Submitted to: Sexual Plant Reproduction
Publication Type: Peer Reviewed Journal
Publication Acceptance Date: 8/21/2010
Publication Date: 9/10/2010
Citation: Miernyk, J.A., Pret'Ova, A., Olmedilla, A., Obert, B., Hajduch, M. 2010. Using proteomics to study sexual reproduction in angiosperms. Sexual Plant Reproduction. 24:9-22. Interpretive Summary: The use of a specialized chemical method to study components of plants is described. Specifically, the use of this method to study sexual reproduction in seed plants is described in detail. In many instances, results from use of this method have been over or poorly interpreted. These errors are described, along with suggestions about how to avoid making them in future studies. Each stage of sexual reproduction is considered individually, although the emphasis is on studies of seed development or germination. A detailed prospectus is included describing research areas that need more attention in the future. This information will be useful to scientists in their efforts to improve agricultural crop production through both classical breeding and application of biotechnology strategies.
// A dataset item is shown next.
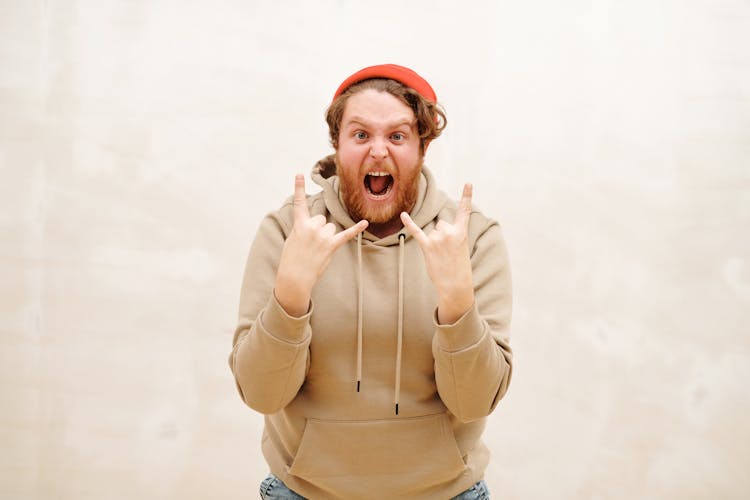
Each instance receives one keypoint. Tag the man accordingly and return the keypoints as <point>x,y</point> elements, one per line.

Technical Abstract: While a relative latecomer to the post-genomics era of functional biology, the application of mass spectrometry-based proteomic analysis has increased exponentially over the past 10 years. Some of this increase is the result of transition of chemists physicists, and mathematicians to the study of biology, and some is due to improved methods, increased instrument sensitivity, and better techniques of bioinformatics-based data analysis. Proteomic analyses have transcended their initial purely descriptive applications and are now being employed extensively in studies of post-translational protein modifications, protein interactions, and study of metabolic networks. Herein we review the results from application of proteomics-based research approaches to study angiosperm reproduction, from flowers to seeds, and speculate on future directions. Additionally,apomixis is mentioned briefly as an aspect of plant reproduction that remains poorly understood.